As school districts grapple with ways to attract the best and brightest students, a recent lawsuit filed by disgruntled parents against Indianapolis Public Schools may impact how school districts market academic programs offered. 

With an academically skilled son, particularly in mathematics, Michael and Mary Poore chose Shortridge High School, due to their perception of a partnership with Butler University. After a confusing chain of communication between the Poores and Shortridge, their son, Jacob, was unable to enroll in a Butler math class. That left him with an option to take an online class, which included outdated and broken links.  

Eventually, the Poores paid out of pocket for Jacob to attend an IUPUI math class. Now the parents are suing IPS for falsely advertising their relationship with Butler, not providing the college credit options required by law and reimbursement for the IUPUI class. The lawsuit displays the changing nature of education and people’s perception of it.

Cynthia Anne Baker, law professor of state and government law at Indiana University McKinney School of Law, said school marketing, one of the lawsuit’s central themes, is relatively new. Before innovations like school choice and voucher programs, there was no need for public schools to promote programs or courses. Children simply attended to the school in their district. Now that many schools must advertise, there’s little precedent to fall back on in regard to marketing.

“I just briefly looked at several textbooks on public education law and so forth, and I was not surprised, but there’s nothing in there about false advertising because this concept of recruiting students and having it be a benefit … that’s relatively new on the landscape of public education in the United States,” Baker said.

Alexandra M. Curlin, the Poores’ lawyer, strongly asserts the goal is to help one family, not enact any sweeping change to Indianapolis’ education system. However, there is a possibility of the lawsuit having ripple effects. 

“I think that there’s no question that litigation impacts the way people behave and people proceed,” Curlin said. “I would hope that this litigation helps both schools and parents understand what their obligations are to each other and put them on the same page.”

Michael Poore, on the other hand, stated his stance more strongly, noting a desire to make a point. 

“I am trying to hold schools accountable and make sure that they are representing their programs accurately … You can’t have school choice if schools are not being truthful with their families,” Poore said. “The whole school choice model fails at that point.” 

Poore also thinks advertising is a problem for the IPS community in general.

 “Our family wasn’t the only one affected by this,” he said. “There was two other families who were made similar promises. … Once they learned the problem and the fact the promises they were made were not going to materialize, they decided to transfer their kids out of IPS.” 
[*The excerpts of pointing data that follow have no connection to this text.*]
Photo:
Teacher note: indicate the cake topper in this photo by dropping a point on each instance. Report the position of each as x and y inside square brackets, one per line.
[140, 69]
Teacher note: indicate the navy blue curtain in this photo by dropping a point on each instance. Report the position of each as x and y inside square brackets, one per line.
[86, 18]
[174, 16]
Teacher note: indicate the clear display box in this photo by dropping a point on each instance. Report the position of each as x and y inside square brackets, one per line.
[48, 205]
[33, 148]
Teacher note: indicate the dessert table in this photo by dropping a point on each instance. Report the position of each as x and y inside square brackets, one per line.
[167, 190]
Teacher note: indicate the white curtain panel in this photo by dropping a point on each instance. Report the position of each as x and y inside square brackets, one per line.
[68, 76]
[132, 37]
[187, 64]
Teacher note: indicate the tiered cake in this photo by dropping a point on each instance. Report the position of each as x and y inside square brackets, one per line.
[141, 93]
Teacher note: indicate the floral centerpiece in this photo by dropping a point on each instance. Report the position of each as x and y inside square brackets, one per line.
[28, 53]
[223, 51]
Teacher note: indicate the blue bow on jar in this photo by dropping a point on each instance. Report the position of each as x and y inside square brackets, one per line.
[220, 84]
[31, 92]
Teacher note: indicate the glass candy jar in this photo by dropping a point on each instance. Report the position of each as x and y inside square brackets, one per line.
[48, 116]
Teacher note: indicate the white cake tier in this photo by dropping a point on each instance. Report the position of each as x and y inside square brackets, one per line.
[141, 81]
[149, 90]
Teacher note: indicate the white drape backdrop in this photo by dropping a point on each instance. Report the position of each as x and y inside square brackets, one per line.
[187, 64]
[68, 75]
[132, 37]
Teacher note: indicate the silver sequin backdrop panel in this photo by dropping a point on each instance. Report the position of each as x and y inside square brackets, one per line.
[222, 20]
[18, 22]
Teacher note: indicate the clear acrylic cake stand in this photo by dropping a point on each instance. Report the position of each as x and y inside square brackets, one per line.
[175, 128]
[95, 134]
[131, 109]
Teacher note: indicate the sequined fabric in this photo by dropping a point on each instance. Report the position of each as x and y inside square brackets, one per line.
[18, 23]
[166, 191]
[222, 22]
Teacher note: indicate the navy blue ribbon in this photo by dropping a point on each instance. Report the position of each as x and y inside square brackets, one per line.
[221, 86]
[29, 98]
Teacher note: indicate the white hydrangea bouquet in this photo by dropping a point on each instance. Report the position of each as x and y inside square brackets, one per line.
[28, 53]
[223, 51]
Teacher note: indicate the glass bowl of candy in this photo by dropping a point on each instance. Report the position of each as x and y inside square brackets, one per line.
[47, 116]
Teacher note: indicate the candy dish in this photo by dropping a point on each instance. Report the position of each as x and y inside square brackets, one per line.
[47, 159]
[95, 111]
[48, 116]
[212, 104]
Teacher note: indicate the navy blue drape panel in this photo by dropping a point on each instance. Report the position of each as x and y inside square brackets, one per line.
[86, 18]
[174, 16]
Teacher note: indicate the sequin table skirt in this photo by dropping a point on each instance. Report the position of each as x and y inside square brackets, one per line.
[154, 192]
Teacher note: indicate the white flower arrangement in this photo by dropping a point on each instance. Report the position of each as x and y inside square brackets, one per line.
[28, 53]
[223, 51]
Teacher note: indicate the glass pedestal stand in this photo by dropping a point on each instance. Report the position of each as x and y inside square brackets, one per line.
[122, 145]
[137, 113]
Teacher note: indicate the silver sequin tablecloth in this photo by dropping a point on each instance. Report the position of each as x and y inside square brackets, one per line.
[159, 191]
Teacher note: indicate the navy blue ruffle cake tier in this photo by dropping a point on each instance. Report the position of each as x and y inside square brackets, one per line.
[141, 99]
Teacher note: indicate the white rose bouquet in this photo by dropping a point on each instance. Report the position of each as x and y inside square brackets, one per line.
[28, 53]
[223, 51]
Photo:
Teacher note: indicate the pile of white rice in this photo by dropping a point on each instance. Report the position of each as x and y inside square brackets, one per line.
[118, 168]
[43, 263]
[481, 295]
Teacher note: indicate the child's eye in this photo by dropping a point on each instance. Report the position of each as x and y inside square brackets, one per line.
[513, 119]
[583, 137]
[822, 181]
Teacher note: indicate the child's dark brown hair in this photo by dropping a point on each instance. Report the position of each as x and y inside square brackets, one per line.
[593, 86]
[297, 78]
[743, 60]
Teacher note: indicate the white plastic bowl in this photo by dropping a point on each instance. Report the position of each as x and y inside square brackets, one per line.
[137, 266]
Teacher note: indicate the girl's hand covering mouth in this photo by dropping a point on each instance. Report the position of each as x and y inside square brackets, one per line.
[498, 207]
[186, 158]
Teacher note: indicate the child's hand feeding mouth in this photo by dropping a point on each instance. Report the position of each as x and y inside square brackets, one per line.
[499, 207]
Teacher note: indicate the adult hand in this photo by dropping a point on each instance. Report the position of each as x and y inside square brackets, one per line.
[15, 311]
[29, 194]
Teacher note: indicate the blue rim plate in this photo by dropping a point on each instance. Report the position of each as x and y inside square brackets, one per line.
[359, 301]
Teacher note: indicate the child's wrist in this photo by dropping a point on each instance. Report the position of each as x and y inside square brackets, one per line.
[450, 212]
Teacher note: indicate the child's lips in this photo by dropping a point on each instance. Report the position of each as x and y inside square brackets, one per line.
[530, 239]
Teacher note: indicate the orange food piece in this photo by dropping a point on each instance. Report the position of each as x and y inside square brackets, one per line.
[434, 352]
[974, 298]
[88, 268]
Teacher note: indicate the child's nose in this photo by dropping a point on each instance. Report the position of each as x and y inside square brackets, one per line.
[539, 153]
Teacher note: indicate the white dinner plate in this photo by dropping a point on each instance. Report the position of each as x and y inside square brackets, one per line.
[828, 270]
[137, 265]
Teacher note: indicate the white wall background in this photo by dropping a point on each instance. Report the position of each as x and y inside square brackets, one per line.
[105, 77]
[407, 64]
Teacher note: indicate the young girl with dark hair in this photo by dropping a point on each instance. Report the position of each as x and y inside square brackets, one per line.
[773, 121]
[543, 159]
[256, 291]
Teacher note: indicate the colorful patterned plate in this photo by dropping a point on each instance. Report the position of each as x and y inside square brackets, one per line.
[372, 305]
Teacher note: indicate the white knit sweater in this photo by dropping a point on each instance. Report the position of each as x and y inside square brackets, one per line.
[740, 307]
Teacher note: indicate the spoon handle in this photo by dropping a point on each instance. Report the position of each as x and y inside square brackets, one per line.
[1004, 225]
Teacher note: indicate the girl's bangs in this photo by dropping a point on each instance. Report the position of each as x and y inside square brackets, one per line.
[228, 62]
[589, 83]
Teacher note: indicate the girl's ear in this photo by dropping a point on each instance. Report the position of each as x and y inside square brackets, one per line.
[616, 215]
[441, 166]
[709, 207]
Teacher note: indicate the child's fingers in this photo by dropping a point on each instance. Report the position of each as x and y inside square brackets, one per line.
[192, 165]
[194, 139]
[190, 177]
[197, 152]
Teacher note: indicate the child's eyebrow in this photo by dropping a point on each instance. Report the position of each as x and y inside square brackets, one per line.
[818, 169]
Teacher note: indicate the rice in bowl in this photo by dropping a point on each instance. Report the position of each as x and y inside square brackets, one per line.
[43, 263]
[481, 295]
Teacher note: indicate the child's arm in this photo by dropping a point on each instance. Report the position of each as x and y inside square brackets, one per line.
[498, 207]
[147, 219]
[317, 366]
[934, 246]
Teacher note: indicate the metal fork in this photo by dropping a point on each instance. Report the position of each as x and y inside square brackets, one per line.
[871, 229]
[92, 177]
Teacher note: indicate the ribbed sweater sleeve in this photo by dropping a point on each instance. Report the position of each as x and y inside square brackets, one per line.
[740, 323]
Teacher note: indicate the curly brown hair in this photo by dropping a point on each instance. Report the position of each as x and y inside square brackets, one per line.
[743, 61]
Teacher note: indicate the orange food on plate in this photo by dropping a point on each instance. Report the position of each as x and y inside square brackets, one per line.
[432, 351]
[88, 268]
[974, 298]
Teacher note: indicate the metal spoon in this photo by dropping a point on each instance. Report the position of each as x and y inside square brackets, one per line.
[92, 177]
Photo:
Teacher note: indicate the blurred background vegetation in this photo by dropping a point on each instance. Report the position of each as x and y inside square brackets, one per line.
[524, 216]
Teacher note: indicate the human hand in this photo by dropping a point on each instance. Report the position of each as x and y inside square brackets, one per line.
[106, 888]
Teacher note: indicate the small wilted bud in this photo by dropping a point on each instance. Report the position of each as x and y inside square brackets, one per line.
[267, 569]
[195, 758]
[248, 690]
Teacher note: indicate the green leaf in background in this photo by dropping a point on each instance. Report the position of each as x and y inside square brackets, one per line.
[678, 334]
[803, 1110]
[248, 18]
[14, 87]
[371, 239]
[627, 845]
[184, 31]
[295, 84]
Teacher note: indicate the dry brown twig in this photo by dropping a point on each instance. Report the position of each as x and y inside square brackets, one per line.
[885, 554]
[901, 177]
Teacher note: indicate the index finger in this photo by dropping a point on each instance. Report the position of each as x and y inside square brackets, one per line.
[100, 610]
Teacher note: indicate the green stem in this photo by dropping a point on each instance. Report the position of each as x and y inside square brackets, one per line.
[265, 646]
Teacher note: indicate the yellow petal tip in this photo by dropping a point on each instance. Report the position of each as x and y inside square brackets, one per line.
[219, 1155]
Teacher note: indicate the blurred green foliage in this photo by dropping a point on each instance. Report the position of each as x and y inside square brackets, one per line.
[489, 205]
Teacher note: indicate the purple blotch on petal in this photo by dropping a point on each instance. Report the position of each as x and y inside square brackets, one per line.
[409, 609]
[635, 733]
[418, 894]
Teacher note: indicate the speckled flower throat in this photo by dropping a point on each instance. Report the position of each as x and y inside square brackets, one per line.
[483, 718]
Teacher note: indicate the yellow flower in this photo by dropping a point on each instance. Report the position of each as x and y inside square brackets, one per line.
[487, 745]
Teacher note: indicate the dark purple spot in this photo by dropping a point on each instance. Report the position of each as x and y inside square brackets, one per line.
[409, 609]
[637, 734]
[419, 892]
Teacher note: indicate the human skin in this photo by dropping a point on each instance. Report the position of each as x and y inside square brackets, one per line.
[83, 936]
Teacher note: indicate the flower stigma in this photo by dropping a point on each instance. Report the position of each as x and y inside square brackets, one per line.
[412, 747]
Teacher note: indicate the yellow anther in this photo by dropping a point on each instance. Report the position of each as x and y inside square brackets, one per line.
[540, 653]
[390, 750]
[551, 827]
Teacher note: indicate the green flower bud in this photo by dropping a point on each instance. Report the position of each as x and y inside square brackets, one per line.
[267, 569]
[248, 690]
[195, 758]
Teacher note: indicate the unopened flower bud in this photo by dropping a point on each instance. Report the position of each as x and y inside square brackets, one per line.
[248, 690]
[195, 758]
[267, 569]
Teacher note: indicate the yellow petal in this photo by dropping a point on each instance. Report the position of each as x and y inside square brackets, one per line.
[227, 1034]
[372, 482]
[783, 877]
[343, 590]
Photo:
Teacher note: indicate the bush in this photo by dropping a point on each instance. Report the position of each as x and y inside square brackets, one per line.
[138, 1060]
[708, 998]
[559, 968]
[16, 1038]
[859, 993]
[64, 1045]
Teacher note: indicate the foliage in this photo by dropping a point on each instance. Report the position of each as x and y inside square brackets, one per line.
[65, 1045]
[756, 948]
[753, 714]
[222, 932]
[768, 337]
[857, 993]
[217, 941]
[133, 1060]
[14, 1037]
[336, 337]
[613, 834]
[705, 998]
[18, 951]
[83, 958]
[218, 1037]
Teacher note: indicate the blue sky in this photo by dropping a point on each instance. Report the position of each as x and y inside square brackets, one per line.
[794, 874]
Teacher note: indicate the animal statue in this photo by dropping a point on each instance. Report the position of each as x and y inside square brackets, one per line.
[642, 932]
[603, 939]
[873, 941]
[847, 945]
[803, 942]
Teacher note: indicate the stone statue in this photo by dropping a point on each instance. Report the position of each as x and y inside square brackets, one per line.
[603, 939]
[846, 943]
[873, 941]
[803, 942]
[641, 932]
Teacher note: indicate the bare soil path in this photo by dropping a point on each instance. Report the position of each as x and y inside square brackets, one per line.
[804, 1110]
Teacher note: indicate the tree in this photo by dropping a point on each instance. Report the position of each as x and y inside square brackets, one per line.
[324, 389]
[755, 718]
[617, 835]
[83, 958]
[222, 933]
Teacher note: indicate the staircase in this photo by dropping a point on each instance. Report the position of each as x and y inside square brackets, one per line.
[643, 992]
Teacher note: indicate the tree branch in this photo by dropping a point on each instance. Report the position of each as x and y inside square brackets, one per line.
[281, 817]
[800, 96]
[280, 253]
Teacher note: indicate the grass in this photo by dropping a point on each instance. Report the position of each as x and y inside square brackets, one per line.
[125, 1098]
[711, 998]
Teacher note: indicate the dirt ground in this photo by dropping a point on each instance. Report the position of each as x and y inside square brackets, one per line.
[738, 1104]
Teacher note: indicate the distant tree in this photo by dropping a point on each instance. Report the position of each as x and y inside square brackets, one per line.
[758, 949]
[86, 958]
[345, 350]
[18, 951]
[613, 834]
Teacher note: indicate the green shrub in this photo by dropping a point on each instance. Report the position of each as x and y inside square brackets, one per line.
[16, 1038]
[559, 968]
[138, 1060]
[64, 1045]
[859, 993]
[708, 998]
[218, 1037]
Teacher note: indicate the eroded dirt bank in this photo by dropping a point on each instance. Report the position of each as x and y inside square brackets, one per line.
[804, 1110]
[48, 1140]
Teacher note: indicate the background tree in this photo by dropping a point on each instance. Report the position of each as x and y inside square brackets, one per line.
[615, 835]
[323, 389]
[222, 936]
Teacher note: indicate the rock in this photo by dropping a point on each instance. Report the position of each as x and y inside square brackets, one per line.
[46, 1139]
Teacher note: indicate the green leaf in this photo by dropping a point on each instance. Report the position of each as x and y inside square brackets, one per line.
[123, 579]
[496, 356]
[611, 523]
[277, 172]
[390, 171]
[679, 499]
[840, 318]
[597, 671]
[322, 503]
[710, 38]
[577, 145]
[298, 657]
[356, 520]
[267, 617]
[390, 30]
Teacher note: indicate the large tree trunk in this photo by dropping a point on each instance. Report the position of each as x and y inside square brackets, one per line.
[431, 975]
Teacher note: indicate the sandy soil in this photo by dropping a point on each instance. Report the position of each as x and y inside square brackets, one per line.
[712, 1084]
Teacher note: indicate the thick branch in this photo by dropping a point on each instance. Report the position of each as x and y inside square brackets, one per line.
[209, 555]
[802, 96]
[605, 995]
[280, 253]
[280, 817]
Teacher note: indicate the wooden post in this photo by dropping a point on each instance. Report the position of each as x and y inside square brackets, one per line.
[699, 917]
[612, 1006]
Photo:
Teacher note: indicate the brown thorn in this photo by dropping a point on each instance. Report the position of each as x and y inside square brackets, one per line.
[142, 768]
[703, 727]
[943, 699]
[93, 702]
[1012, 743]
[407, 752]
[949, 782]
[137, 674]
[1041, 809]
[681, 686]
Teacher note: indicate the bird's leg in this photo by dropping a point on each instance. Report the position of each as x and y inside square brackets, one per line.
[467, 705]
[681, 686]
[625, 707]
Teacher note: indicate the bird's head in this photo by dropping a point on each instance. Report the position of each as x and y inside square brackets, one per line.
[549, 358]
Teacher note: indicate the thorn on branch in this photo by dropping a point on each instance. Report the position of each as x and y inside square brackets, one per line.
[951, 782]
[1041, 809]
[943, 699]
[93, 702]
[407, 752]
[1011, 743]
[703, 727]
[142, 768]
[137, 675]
IPS declined to comment other than an emailed statement.

“IPS does not comment on pending litigation,” IPS stated. “We are dedicated to providing a well-rounded education for all students across the ability spectrum and will continue to empower them for success.” 

However, public court documents may reveal the district’s side of the story. In court documents, IPS counters the district is under no legal obligation to pay for college courses, there was no existing contract between the Poores and the district, and the case doesn’t fall under the Indiana Deceptive Consumer Sales Statute. 

Initially, IPS applied for a motion of summary judgment, which means there is not a large enough contradiction of facts or legal standing for a lawsuit. The motion was denied, and a bench trial will start Jan. 14, 2019.